Hi,
I am married and have a 9 month old DS.
My DH and I have a very strained relationship with my in laws with a very complicated backstory. They are from a different culture and do not approve of me. Having said that, most of the problems we have had are due to snobbery and a love of status rather than religious/ cultural problems. To give a brief snapshot when we got engaged she screamed in my face saying I was a horrible bitch. She then said she wouldn't be able to come to the wedding (but obviously did come in the end as she likes to portray the image of the perfect happy family). There have been many other things- problems with my wedding dress (outdated apparently!), interfering with hospital care (phoning up theatres for personal details!!) after the birth of DS. I could go on and on.
They have never helped us practically or financially. By practically, I mean never making a meal when I was very ill after having DS just wanting to snatch him off me etc etc.

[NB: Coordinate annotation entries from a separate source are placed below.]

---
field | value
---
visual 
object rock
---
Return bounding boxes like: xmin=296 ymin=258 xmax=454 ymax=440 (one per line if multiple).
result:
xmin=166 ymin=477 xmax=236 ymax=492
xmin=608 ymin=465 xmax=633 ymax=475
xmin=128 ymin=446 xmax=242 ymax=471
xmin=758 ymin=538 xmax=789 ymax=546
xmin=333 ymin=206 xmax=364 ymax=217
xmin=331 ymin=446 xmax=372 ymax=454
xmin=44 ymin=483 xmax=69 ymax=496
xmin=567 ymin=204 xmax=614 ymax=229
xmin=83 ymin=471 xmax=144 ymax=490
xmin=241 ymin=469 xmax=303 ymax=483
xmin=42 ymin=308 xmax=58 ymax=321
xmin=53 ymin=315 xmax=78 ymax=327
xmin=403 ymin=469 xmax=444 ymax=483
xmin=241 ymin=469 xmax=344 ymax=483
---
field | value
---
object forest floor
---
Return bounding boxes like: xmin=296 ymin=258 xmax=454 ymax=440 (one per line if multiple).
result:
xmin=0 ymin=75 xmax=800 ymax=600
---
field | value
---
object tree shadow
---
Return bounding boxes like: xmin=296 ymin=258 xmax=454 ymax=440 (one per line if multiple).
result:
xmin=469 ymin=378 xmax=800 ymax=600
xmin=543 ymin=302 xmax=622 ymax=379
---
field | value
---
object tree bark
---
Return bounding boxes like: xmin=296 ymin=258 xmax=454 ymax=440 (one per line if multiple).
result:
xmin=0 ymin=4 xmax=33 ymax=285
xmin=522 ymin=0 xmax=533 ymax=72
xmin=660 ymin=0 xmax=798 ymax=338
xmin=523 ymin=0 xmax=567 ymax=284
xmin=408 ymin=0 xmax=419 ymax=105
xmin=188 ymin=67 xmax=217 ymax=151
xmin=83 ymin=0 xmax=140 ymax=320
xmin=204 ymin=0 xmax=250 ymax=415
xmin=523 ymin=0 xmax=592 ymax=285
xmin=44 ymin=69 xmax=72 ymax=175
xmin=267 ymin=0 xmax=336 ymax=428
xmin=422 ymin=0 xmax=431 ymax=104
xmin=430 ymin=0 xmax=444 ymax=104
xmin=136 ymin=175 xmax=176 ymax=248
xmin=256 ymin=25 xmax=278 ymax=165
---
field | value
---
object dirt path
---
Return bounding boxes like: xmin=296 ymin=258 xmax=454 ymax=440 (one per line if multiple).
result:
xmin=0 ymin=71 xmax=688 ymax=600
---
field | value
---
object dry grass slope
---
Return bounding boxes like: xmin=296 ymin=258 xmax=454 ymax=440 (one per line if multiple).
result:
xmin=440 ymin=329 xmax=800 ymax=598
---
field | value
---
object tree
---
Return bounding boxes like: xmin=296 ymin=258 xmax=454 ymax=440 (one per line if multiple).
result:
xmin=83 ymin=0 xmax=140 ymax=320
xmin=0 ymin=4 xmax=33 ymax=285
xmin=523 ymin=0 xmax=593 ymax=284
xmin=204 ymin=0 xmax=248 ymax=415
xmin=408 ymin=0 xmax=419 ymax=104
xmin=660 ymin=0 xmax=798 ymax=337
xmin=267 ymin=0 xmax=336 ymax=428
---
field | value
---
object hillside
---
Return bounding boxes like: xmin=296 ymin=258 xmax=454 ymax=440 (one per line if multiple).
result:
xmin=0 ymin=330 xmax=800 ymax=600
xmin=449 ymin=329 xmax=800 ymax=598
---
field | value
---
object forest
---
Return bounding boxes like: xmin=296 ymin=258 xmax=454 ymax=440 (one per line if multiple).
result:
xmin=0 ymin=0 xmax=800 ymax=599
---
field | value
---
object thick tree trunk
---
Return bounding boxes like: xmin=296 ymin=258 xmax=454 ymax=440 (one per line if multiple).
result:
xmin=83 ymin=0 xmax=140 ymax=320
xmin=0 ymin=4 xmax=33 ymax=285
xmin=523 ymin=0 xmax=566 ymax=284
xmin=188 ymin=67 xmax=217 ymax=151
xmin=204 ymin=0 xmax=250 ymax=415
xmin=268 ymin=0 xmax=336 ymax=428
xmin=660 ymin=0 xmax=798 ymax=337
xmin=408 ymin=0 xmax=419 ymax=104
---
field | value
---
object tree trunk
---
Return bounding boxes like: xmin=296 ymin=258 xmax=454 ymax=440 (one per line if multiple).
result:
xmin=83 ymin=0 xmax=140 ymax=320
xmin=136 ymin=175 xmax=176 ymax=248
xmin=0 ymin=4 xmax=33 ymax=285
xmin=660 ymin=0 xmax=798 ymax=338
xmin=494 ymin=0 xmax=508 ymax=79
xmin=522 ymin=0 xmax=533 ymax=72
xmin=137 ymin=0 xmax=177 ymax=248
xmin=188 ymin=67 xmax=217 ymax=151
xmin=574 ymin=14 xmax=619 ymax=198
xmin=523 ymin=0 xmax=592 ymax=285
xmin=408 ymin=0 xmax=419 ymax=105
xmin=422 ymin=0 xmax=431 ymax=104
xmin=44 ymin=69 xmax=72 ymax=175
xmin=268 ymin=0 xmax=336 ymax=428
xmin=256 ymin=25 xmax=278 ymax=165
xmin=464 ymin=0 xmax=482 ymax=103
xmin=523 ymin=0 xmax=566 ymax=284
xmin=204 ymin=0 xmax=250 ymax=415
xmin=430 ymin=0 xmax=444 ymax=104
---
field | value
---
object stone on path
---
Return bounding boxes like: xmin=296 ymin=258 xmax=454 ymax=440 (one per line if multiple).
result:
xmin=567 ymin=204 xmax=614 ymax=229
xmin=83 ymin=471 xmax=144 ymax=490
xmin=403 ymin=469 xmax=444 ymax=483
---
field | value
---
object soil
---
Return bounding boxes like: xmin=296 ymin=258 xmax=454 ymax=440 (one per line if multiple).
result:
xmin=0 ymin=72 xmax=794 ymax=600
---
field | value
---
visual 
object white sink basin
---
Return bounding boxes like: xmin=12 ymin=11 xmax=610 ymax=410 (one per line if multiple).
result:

They ask to see DS but never ask how their own DS is- they're not interested in seeing us at all.
Anyway they have said that they want to give DS £20,000 when he is 18. I would prefer him to have access to this amount of money when he's a bit older and for something specific like a house deposit as I think a lot of young men aren't mature enough at 18. I feel like this is another way for ILs to exert their control (this time financially). They have never given DH any money so it seems as though it's a flashy gesture to buy affection rather than genuinely thinking it's a good idea.
I want to protect my son but I also don't want to prevent him from receiving gifts like this that could really help him in the future. DH is supportive and always takes my side but in this case he thinks it's a nice gesture. What should I do?